И к общему изумлению полуистлевшее от времени и превратностей письмо действительно открылось.
Несомненно подлинное — по крайней своей краткости и невразумительности. Сильно попорченное морской водой письмо писалось, как видно, на корабле во время бури, в последний час, когда несчастная мать, в отчаянии теряя голову, решилась доверить ребенка жестоким случайностям стихии. Она писала на чистом слованском языке (что, кстати, опровергало всякие домыслы о мессалонском происхождении Золотинки), но неровными от возбуждения и качки буквами и не много успела вместить в несколько пляшущих строк:
«Люди добрые! — взывала мать. — Сжальтесь над несчастной сироткой, если сжалится над ней море, потому что нет у нее никого, кроме меня. Отец Русавы…»
Это и было все, что удалось разобрать с некоторой долей вероятия. Можно было понять, что Золотинку звали Русавой — все остальное, весь нижний край листа, проела соленая морская вода. Русава или, может быть, Купава, но, скорее всего, Русава. А больше ничего, не осталось даже подписи, только мутные, как разводы слез, пятна.
Несколько драгоценный слов, написанных дорогой рукой… незнакомой рукой… Такой мучительно, до боли в сердце, до сердечной тоски незнакомой рукой. Навсегда, на вечность, на предбудущие времена незнакомой.
И странно это звучало — Русава. Другой человек, другая судьба, нечто не сбывшееся. Словно тенью прокралась Русава, прошла за спинами, не давши себя заметить… Могла быть и Русава…
— Так мы прошли, не встретившись, — прошептала потрясенная Золотинка.
Поплева вопросительно посмотрел, как бы ожидая продолжения. Но Золотинка тронула его за плечо и ничего уж не стала объяснять.
— Русава. Чудесное имя, — задумчиво заметил Юлий. — Я буду тебя звать Русавой.
Золотинка безмолвно кивнула, скрывая в душе какое-то странное возражение, что-то вроде ревности даже… Но Юлий не смог. Кажется, он пытался, не раз пытался вспомнить, что Золотинка — это Русава, но так и не смог преодолеть себя и воспользоваться звучным, красивым, полным загадочных ожиданий… но чужим, безнадежно чужим именем.

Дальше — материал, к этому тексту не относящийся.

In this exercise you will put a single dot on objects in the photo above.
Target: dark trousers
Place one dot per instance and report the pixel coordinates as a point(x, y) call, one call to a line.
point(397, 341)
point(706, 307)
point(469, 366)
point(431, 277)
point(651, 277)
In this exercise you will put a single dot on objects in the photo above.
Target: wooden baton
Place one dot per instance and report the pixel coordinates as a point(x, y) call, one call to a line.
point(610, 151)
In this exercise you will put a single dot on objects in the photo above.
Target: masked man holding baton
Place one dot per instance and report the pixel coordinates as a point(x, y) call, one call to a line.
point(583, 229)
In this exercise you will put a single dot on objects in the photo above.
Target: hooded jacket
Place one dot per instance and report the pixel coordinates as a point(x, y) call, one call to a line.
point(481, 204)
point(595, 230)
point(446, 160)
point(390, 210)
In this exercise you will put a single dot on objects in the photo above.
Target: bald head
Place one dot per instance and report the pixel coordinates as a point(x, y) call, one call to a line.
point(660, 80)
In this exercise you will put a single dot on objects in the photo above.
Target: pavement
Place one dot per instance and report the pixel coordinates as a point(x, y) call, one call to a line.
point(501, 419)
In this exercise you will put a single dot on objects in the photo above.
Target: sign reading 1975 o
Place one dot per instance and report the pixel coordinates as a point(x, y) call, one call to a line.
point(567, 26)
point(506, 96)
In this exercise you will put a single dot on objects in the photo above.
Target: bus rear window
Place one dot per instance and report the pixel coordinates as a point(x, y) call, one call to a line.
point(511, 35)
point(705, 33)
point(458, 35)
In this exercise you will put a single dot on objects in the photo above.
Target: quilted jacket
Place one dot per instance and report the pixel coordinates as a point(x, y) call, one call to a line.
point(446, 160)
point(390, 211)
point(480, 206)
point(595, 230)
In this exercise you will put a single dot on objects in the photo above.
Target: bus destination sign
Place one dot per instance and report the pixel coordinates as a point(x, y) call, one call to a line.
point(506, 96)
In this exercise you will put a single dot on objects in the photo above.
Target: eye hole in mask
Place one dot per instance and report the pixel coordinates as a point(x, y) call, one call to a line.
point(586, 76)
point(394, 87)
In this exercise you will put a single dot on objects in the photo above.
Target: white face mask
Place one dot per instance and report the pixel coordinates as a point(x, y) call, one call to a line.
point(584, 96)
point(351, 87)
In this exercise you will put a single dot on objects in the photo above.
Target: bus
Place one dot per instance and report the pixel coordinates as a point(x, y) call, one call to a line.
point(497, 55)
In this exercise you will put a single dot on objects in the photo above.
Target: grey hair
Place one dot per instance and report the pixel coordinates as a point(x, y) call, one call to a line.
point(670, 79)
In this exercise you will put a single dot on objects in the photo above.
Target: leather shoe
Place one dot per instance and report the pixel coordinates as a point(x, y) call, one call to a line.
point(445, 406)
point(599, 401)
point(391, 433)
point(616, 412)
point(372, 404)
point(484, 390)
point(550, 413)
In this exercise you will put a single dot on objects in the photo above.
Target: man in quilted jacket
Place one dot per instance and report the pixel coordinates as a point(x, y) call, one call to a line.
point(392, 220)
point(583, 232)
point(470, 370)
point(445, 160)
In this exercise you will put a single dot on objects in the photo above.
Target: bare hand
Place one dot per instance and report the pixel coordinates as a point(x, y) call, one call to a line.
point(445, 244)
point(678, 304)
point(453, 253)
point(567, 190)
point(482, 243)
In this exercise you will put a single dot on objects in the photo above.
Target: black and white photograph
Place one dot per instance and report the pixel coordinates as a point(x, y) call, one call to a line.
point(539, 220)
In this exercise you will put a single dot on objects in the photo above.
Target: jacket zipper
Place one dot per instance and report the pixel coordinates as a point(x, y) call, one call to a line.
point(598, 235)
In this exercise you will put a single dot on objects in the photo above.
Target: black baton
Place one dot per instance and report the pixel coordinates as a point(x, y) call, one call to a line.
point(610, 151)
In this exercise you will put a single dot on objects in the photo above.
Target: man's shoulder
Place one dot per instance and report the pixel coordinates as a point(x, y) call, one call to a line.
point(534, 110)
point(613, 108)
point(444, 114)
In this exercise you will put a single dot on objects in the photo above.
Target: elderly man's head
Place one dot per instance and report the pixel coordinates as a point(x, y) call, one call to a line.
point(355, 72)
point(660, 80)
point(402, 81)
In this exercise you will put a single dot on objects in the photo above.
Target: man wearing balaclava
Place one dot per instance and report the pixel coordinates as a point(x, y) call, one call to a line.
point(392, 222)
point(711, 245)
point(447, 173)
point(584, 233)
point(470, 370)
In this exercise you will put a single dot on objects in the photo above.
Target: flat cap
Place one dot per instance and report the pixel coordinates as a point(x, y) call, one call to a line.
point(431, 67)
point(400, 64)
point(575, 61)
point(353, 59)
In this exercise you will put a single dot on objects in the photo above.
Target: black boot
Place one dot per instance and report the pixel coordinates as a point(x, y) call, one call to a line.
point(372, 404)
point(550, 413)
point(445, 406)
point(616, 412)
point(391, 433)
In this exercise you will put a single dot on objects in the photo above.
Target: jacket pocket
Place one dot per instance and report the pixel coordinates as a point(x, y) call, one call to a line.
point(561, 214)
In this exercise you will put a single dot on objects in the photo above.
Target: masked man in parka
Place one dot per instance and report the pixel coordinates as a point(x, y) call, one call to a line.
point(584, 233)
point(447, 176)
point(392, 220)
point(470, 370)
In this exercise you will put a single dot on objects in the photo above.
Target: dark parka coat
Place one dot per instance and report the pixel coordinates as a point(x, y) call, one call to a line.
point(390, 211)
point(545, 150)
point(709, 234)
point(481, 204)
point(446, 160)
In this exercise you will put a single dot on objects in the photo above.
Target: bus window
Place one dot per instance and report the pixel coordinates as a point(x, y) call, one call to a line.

Русава осталась для них семейной памятью. Они поминали Русаву, как умершего в младенчестве ребенка. Поминали Русаву и не дотянувшуюся до будущего мать, когда переходили на тарабарский язык. В грустный, задумчивый час, испытывая потребность в особенной близости, они говорили на том единственном языке, на котором одни только в целом свете и понимали друг друга.
Ну, вот, собственно, все…
Да! И еще искрень. Это дело общеизвестное. Искрень теперь в каждом доме: крутит мельницы, молотилки, приводит в движение лесопилки и ткацкие станки, плавит железо, освещает и даже, как утверждают горячие головы, когда-нибудь станет двигать самодвижущиеся телеги. Что долго говорить — все это у каждого перед глазами, так что и чудом-то уже не считается. Хотя ведь все равно чудо. Если вдуматься.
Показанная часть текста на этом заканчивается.